Once the uterine horns are injected, a quick assessment is made to ascertain that there is no excessive bleeding or uterine horn lacerations. The laparoscope and the AI gun are withdrawn from the cannulas. The spring loaded or side valves are decompressed to deflate the abdomen and the animal is lowered to a horizontal plane after removal of all instruments from the abdominal ports.

The skin incisions are closed with the help of non-absorbable suture material (Prolene® 2-0, Ethicon®, USA) in a cruciate suture pattern after ensuring that there is no excessive bleeding. On occasion, subcutaneous branches of the mammary/superficial epigastric veins may bleed excessively. The bleeding vessels are clamped and ligated individually and then the skin incisions closed in an interrupted suture pattern. Skin staplers can also be used and are faster to apply but can be costlier than suture material. We prefer to cover the abdominal incisions with a water resistant antibiotic free aluminum based wound spray (Aluspray®, Neogen® Animal Safety, USA). We also prefer administering a reversal agent in case alpha-2-agonists were used for sedation (e.g., Tolazoline, Yohimbine) as soon as the animal returns to a horizontal plane. Most animals stand up immediately or at least assume a sternal recumbency after being placed on the ground. In cases of prolonged lateral recumbency it is advised to monitor the animal's vital signs closely and prop the animal in a sternal position to avoid aspiration pneumonia.

Complications Arising During Laparoscopic AI Procedure

As with any surgery, there are numerous complications that can arise during the LAI procedure.

Complication Arising During Insemination of Systemically Unhealthy Animals

One of the major concerns when carrying out LAI is patient mortality due to underlying systemic disease conditions such as respiratory tract infections. A thorough history and physical examination of preferably each animal (when dealing with small groups) is crucial in order to avoid identifying these unhealthy patients. Each animal should be thoroughly observed and checked for signs of coughing and wheezing, especially evident when handling or segregating animals in different groups or during premedication. Despite taking due care, there may be animals that are missed, raising the percent morbidity and mortality rates. Minimizing the surgical procedure time greatly helps in reducing chances of such complications, and is largely dependent on surgical speed and efficient teamwork which is gained through practice. Judging the tone and color of the reproductive tract greatly helps in assessing whether the patients have responded adequately to estrus synchronization protocols. For patients that have poorly responded or not responded at all (flaccid, pale tract) to the hormonal protocols, a decision can thus be reached quickly to abandon the insemination process early enough during surgery.
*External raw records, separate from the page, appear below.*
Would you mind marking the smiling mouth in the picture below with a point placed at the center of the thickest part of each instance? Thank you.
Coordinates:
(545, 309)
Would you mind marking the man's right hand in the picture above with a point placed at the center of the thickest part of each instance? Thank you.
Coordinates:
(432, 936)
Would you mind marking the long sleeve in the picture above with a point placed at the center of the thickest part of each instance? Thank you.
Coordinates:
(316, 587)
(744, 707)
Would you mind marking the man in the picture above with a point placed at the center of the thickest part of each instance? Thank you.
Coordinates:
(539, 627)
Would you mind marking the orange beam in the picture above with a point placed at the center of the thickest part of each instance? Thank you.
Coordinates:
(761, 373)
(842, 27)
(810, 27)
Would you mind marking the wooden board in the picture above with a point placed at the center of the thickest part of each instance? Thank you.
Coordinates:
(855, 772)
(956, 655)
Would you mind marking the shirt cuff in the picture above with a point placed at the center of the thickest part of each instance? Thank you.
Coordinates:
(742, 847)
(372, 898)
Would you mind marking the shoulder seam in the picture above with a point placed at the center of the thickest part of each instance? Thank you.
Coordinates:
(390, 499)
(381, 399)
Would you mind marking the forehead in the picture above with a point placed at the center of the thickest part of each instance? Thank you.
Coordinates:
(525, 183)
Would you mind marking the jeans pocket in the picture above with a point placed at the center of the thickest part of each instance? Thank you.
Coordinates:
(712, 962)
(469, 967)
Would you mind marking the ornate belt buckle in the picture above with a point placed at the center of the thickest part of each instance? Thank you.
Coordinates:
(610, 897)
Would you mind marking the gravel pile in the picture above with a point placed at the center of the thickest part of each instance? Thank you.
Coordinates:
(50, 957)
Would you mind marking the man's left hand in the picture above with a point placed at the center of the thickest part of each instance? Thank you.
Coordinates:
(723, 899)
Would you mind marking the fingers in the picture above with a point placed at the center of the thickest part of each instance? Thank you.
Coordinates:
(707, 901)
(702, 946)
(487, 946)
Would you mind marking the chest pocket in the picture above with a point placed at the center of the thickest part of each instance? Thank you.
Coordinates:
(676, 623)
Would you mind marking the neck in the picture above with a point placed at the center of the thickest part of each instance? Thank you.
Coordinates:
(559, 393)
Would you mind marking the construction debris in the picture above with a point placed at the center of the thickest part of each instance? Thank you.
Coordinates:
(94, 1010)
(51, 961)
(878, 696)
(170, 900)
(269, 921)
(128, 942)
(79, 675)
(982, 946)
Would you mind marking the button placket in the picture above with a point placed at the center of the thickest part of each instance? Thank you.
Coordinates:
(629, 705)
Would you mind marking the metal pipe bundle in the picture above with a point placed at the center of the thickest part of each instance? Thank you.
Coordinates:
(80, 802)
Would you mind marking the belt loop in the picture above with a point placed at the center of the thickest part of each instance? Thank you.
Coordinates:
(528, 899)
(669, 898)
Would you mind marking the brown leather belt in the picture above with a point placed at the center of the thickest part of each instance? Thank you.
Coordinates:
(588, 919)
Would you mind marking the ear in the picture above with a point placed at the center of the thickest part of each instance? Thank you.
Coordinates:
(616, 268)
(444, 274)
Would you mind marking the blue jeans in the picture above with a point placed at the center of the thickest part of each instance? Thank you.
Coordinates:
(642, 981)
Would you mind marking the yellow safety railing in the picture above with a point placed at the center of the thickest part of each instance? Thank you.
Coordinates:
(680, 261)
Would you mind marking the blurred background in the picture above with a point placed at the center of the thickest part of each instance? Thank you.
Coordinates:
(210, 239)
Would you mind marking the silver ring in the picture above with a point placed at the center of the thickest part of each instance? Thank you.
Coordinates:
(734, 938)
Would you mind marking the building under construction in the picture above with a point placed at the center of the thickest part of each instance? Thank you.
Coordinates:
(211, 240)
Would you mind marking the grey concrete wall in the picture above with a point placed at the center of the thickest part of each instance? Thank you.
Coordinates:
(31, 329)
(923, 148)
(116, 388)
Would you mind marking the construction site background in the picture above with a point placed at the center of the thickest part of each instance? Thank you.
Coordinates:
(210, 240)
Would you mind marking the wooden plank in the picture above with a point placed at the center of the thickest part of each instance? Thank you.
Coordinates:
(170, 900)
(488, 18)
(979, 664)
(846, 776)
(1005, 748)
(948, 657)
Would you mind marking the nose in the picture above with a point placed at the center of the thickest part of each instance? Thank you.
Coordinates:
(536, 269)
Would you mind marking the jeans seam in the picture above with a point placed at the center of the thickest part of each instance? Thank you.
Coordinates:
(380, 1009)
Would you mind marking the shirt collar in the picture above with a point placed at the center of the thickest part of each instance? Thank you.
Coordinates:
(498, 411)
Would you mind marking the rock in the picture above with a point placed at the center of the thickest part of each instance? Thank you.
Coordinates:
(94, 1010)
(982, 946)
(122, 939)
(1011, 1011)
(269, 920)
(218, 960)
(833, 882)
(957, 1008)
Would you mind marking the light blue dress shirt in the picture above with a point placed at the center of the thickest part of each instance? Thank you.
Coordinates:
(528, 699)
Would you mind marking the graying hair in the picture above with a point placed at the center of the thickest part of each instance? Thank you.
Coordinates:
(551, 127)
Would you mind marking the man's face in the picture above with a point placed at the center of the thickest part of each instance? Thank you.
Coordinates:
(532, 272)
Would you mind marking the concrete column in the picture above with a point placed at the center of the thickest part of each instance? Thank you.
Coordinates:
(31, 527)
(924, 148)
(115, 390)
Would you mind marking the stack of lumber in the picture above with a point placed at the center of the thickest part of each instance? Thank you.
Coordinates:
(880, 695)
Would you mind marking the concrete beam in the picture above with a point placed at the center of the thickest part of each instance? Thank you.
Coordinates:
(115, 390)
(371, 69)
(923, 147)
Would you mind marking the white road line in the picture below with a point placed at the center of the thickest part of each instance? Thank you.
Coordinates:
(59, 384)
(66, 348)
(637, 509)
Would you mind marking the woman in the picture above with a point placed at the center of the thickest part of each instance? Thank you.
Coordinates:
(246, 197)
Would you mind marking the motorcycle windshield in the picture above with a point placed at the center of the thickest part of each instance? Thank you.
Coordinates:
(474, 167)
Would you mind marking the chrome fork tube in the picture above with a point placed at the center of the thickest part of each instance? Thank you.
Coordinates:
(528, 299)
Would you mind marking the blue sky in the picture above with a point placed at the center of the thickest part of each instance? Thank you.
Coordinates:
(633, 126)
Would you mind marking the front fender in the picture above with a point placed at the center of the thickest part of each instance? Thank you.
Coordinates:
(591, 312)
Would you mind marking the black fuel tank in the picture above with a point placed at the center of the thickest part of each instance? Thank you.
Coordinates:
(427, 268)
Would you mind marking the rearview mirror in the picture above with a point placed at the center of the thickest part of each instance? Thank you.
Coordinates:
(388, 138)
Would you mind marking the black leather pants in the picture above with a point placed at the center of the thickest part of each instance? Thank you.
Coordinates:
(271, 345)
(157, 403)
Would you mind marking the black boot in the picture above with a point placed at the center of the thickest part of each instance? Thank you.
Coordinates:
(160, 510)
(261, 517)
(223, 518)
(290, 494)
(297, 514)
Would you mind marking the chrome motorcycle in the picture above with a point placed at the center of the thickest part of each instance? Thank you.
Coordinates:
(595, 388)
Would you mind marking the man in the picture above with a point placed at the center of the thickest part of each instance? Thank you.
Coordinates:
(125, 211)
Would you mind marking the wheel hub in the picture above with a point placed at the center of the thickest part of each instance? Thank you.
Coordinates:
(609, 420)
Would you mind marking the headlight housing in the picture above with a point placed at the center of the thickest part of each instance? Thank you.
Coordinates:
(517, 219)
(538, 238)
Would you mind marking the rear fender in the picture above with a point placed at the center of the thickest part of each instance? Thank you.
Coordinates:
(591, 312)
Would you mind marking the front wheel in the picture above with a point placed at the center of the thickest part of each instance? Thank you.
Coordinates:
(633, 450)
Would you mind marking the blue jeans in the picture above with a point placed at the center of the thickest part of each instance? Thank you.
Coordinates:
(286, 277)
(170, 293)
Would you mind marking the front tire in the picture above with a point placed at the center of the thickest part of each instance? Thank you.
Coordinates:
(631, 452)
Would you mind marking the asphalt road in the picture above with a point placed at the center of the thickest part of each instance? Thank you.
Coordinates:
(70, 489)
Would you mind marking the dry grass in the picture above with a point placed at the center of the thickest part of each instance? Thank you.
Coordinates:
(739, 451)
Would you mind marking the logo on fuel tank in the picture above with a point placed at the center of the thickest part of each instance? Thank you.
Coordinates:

It is always important to constantly monitor vital parameters and signs for regurgitation from the nose/mouth to prevent aspiration pneumonia. Flow-by oxygen via face mask can also help in lessening the degree of hypoxia experienced during the procedure. In animals that are obese or metabolically compensated, we advise the owner against performing the procedure, or decreasing angle of elevation from 45 to 30° after insufflating the abdomen. This reduces pressure on the diaphragm and lessens the degree of hypoxia experienced during the surgical procedure.

Rupture/Puncture of Abdominal Viscera

The abdominal organs in danger of being punctured are the urinary bladder in the caudal abdomen, small intestinal loops and cecum in the mid-abdomen and caudal sac of the rumen in the cranial abdomen (Figure 5). To minimize the risk of perforation there are a few things to be kept in mind before and during the surgical procedure:

i) Ensure that the animals are adequately fasted and kept off-water.

ii) Ensure that the urinary bladder is emptied/decompressed to minimize chances of perforation

iii) Proper and adequate insufflation of the abdominal cavity.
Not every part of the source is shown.